The fix space is uncomfortable
Once a persona artifact is baked in, you have a few options, and none are clean.
You can do targeted RL with new preference data that explicitly downweights the unwanted style. This works but risks whack-a-mole: you fix the goblin and a different basin opens up. OpenAI’s post indicates they did some version of this, with new comparisons that penalized the specific verbal patterns.
You can do activation steering at inference time. The representation engineering literature shows you can identify a direction in residual stream space that corresponds to a behavior and subtract it. This is surgical but fragile across model versions and requires you to have correctly identified the direction.
You can roll back to an earlier checkpoint and redo the offending training stage with cleaner data. Expensive, slow, and politically hard once a model is shipped.
You can patch via system prompt. This is what most product teams reach for first because it is fast, but it pushes the problem onto the inference path and can be jailbroken away. Anthropic’s system prompt for Claude is public and shows how much load these prompts carry in shaping default voice.
What this means for people building on top
If you ship products on a frontier model, persona drift is now part of your risk model. A silent post-training update can shift the voice of your assistant without changing any documented capability. The mitigations on the application side are mostly about defense in depth.

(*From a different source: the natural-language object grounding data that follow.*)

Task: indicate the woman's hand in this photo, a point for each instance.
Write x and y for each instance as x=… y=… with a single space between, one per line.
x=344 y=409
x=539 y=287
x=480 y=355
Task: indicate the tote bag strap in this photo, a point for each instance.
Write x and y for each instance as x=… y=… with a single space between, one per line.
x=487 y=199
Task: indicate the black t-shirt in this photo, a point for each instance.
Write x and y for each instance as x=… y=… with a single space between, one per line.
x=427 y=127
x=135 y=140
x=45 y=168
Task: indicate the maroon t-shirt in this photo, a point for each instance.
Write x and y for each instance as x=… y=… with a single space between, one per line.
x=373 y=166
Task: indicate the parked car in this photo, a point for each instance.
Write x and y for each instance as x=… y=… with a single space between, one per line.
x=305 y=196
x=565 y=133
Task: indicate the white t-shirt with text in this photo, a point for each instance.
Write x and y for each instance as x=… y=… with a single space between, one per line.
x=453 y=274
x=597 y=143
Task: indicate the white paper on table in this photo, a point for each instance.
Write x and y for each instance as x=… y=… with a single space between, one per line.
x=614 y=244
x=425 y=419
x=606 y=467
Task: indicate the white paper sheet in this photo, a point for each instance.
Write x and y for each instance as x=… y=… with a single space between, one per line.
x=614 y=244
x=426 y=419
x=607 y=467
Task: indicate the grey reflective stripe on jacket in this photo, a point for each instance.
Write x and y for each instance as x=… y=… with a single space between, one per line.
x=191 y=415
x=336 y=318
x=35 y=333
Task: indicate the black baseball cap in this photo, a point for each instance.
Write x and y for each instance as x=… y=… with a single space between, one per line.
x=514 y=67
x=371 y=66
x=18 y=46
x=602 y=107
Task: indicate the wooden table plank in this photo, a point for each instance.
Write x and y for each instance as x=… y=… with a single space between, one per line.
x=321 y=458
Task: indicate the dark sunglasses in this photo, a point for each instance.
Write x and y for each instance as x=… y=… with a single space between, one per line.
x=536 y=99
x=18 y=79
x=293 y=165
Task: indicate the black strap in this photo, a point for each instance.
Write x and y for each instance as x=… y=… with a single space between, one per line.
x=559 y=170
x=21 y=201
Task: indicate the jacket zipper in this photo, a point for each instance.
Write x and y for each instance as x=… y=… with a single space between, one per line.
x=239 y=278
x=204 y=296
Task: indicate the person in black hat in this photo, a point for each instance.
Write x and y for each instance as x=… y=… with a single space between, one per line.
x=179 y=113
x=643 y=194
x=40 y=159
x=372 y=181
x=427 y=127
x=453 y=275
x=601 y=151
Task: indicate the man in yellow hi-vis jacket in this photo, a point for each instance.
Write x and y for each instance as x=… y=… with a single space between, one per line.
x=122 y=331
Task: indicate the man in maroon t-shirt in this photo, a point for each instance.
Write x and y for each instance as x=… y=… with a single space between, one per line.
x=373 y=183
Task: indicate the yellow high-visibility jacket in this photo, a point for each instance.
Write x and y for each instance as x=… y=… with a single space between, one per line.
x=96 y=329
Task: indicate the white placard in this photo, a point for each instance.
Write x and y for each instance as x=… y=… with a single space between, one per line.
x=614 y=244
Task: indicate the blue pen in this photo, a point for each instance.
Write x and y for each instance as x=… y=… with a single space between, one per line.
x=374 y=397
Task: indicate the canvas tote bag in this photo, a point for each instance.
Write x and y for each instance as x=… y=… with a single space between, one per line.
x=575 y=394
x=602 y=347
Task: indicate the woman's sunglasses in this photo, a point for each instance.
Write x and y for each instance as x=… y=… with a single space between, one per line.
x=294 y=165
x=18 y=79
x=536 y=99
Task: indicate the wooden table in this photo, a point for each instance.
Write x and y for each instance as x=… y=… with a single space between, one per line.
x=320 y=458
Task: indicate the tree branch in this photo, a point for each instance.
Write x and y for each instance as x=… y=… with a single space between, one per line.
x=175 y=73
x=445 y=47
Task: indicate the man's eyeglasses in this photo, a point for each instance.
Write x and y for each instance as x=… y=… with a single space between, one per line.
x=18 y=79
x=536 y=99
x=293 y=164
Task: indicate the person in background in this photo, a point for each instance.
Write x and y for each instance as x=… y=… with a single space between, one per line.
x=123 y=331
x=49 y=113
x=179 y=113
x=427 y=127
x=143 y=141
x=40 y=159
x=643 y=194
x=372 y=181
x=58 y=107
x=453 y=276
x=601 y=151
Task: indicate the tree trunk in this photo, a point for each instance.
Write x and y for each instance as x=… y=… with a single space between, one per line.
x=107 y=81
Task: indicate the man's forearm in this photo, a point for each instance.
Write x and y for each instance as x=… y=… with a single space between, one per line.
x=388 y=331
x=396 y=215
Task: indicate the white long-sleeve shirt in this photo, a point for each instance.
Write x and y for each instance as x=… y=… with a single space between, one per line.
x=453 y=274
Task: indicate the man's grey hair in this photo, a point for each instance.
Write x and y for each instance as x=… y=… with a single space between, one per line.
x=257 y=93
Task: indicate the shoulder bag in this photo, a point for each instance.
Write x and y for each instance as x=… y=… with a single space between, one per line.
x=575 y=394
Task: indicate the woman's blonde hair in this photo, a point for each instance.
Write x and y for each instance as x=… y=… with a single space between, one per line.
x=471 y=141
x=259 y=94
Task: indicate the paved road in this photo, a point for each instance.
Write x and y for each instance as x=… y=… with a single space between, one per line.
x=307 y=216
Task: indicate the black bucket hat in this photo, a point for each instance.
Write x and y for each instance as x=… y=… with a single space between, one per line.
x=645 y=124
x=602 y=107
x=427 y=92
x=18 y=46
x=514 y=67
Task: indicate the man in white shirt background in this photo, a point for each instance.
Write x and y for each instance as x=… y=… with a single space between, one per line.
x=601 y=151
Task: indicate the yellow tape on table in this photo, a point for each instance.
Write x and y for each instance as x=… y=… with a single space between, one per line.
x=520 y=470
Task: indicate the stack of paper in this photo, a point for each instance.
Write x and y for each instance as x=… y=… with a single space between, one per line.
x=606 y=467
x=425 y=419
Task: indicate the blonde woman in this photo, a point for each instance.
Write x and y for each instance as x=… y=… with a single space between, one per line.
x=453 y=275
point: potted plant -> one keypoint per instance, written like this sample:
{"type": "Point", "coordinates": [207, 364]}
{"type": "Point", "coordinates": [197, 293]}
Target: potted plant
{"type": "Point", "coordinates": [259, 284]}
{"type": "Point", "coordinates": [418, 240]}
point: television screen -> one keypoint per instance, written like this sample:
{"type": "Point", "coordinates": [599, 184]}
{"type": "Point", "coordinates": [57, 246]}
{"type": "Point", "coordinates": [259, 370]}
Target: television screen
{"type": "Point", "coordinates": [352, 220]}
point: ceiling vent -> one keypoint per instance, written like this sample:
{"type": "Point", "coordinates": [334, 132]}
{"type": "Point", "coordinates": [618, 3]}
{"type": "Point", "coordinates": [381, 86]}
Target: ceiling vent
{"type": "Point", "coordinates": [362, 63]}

Pin model versions. The gpt-5-2026-xx-xx style snapshot identifiers exist precisely because behavior drifts between training runs. The OpenAI model versioning docs describe the snapshot lifecycle, and any production system should be pointed at a specific snapshot, not a moving alias.
Run your own behavioral regression tests. A small suite of 50 to 200 prompts that capture your product’s expected voice, run on every model upgrade, will catch persona drift faster than waiting for users to complain on a forum. Treat the output as a diff against the previous snapshot.
Instrument your output stream. Logging response embeddings and running drift detection on them is cheap and catches a lot. Tools like LangSmith and Helicone make this approachable without building infrastructure.
The honest lesson
The goblin postmortem is valuable because it admits that even with strong evals, the interaction between post-training stages produces emergent behavior that nobody planned. That is the actual frontier problem. Capabilities scale; the ability to predict and control fine-grained behavior does not scale at the same rate.
The more interesting question, which OpenAI’s post gestures at but does not fully answer, is whether persona artifacts are a transient artifact of current pipelines or a permanent feature of preference-learned systems. If preference learning intrinsically amplifies any minority pattern in the labeler distribution, we should expect a steady stream of these incidents, each with its own folk name, for as long as RLHF is the dominant alignment technique. The goblin is probably not the last one.